【FREE】K2P『ルックバック』、ヴェネチアでワールドプレミア
2026年09月09日
K2 Pictures配給『ルックバック』(9月11日公開)は、第83回ヴェネチア国際映画祭で現地時間7日に公式会見が行われ、是枝裕和監督、出演の出口夏希と蒔田彩珠をはじめ、キャストの七瀬ふうり、岡田六花、小出大樹プロデューサーが出席した。

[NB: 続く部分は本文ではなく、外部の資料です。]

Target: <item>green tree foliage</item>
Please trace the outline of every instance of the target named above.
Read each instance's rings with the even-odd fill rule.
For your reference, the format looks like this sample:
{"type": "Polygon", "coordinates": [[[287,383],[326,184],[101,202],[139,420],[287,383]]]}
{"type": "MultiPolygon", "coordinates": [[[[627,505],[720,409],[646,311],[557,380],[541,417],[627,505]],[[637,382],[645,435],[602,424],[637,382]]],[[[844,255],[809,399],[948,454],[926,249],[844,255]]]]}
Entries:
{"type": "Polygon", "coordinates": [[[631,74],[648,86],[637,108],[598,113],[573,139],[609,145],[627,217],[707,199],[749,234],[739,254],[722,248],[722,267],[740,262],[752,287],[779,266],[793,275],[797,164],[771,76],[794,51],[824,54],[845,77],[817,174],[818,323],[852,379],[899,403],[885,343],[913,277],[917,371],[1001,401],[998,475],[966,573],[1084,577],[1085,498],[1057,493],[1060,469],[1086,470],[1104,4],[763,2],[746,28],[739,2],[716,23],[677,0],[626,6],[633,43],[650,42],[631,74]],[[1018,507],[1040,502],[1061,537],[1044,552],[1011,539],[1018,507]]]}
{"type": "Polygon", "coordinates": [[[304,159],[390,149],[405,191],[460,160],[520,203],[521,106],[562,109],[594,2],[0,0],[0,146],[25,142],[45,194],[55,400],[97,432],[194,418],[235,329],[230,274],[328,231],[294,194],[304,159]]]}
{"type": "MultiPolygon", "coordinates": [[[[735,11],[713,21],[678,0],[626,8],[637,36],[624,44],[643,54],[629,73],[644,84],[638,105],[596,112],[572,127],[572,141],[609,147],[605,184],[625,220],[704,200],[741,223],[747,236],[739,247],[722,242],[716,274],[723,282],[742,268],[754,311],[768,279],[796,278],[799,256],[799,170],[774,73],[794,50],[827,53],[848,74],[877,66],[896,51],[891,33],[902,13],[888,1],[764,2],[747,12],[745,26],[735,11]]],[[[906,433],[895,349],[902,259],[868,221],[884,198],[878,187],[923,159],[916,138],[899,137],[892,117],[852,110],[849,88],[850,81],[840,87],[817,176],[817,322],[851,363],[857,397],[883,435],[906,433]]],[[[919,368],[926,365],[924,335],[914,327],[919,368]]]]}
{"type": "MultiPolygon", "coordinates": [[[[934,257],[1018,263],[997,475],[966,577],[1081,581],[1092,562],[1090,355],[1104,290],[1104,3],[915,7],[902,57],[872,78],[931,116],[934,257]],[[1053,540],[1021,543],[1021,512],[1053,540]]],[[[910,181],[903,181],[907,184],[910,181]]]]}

藤本タツキによる原作漫画との出会いについて質問された監督は、出版されてすぐの、当時コロナ禍だった2021年頃に読んだとし、「自分が関わっている映画が、世界が非常事態に陥った時に、どんな意味があるのか、価値があるのかを考えざるを得なくなった時に、この作品と出会って、覚悟を問われたような、背中を押されたような、もう一度映画を作ってみようという強い気持ちが自分の中に蘇ってくるような、そんな出会いでした」と説明。藤本に会ってお礼を伝えたという監督は「お礼を形にするのであれば、自分は監督なので映画にしようという流れに自然になりました」と実写映画化の経緯を語った。映画制作の思い出については、小出Pが「僕が心がけたところは、日本の映画作りのお金の集め方や、ファイナンス、ディストリビューションのあり方を、もう一度捉え直して作りたいなと思って」と説明。東映を退社し、是枝監督に企画を提案したところから自身の映画作りが始まったと振り返り、「日本の映画(業界)の働き方や、賃金がフェアになるのかということが、どうやればもっと良くなるんだろうかというところを、是枝監督とディスカッションしながら」考えてきたと明かした。
同日にはワールドプレミアとなる公式上映が行われ、上映終了後は約1000人もの観客が12分を超える熱狂的なスタンディングオベーションで監督とキャストを包んだ。監督は「お客さんが微動だにしない100分という、素晴らしい上映だった」と振り返った。